Smaller companies have defied market logic over the past five years. Despite the UK being in recession - considered an unsupportive economic environment for small caps - the asset class has thrived.
Here, Gervais Williams of Miton explains why the best is yet to come, and which three stocks you should be backing now for future returns.
Emma Wall: Hello and welcome to Morningstar TV. I’m Emma Wall and here with me today is Gervais Williams of Miton to give me his three stock picks.
Hello, Gervais.
Gervais Williams: Hello there.
Wall: So what’s your first one?
Williams: Well, what I’m interested in is companies which are enjoying a period of growth irrespective of the economy at large.
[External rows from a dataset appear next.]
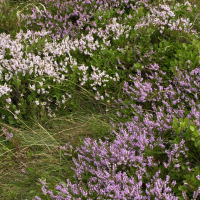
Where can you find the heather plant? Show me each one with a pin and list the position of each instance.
(140, 58)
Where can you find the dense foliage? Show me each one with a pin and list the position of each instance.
(142, 58)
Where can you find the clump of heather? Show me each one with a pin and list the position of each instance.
(156, 152)
(67, 18)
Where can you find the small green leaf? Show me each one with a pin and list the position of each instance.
(191, 128)
(196, 133)
(11, 120)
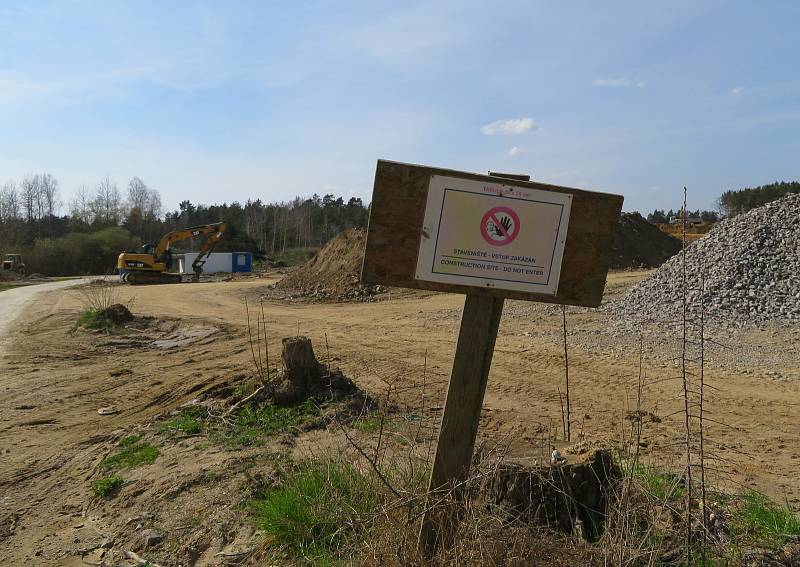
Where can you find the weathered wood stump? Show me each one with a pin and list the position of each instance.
(304, 377)
(572, 498)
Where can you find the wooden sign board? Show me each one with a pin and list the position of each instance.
(445, 230)
(488, 237)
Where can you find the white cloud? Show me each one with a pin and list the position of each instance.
(619, 82)
(506, 127)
And some of the companies which haven’t done well during the credit boom are starting to see renewed opportunities. A good example of that might be Greencore. Greencore is a food manufacturing business. It supplies to all major supermarkets just in U.K. and U.S. And in particular, it’s enjoyed a period where it’s been getting increasing pricing power.
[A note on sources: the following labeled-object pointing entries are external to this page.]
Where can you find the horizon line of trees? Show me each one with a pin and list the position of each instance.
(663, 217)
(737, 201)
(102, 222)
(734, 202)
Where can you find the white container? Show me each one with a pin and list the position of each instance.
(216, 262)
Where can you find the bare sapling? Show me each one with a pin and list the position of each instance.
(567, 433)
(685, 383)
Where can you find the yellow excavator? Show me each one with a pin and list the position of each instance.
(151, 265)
So, you've seen margins being improved. We're seeing in particularly turnover growth. Turnover growth has grown about 68% between 2010 and projected to 2015. Lots of top-line growth. A company, which is generating lots of cash, it was on a 9% yield, has gone up three times to a 3% yield, but still on a 10.8 P/E till September. I mean, it’s just incredible, still plenty of opportunity, a lovely stock, a company which has already performed well. It’s a mid-cap stock now, but there are other companies coming through.
So, perhaps another example of that, particularly, if you get around £100million or just below that in market cap term, so an example of that might be Randall & Quilter Investment Holdings. This is an insurance company, involved in insurance services. It’s again enjoying a period of growth. It’s probably growing at a 15% compound on a top line. It’s not far off net asset value, so very good tangible assets in the balance sheet. A decent yield looking at over a 7% yield; just a lovely business growing really well, completely wrong price in my view, again, great holding for us.
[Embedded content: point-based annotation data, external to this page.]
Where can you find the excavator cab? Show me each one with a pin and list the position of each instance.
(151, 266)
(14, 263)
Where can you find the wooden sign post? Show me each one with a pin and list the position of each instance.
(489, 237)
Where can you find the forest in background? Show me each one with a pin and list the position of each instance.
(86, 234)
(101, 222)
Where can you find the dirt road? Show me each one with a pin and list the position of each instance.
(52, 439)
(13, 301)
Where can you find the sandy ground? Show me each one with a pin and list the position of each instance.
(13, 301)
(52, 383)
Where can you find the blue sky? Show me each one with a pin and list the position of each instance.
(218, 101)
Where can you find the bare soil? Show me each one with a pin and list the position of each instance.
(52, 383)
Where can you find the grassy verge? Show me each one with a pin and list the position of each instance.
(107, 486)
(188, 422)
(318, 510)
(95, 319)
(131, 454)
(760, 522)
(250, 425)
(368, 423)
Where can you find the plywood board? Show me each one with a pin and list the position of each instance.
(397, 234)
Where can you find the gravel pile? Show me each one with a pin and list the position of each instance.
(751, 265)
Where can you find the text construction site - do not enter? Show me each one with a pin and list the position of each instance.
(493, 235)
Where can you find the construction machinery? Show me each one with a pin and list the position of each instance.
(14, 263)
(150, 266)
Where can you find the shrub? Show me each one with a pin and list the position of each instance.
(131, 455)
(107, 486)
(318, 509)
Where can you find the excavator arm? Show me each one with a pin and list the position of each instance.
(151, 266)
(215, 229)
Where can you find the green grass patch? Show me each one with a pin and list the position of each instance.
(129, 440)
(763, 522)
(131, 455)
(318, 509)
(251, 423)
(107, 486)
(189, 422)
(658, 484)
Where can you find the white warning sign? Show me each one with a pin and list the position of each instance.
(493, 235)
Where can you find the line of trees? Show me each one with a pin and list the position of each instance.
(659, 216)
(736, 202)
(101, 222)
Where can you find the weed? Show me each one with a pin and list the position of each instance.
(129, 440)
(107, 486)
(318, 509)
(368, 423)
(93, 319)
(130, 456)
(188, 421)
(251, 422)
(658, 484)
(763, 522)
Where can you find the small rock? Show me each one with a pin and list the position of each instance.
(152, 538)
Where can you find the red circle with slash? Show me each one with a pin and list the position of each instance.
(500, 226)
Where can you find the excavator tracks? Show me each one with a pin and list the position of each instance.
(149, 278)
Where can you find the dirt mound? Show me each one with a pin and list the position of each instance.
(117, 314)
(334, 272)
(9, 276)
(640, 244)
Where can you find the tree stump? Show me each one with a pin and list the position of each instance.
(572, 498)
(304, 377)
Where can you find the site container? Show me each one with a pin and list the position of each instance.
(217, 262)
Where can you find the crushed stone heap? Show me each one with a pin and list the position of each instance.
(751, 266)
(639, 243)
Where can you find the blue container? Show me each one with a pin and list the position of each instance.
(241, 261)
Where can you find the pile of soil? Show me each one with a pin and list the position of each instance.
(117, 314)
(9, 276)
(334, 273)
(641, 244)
And then as you get a bit smaller, again, you get into companies something like Fairpoint. And the reason why I like a company like this, which is involved in debt management solutions for individuals, is unusually it does better when the economy gets worse.
So if we do find that the economy has a good run, but then peters out, then it’s nice to have stocks in your portfolio which are likely to do better. So this is a company, which is still doing pretty well. It’s on an 8.5 P/E. It’s fairly cheap. It’s got cash in the balance sheet. It’s got a yield of over 5%, 5.5% to 6%, which has grown 40% in the last three years, just a lovely investment. So, there is plenty around for those looking for good and quality investments.
Wall: Thank you very much, Gervais. This is Emma Wall from Morningstar TV. Thank you for watching.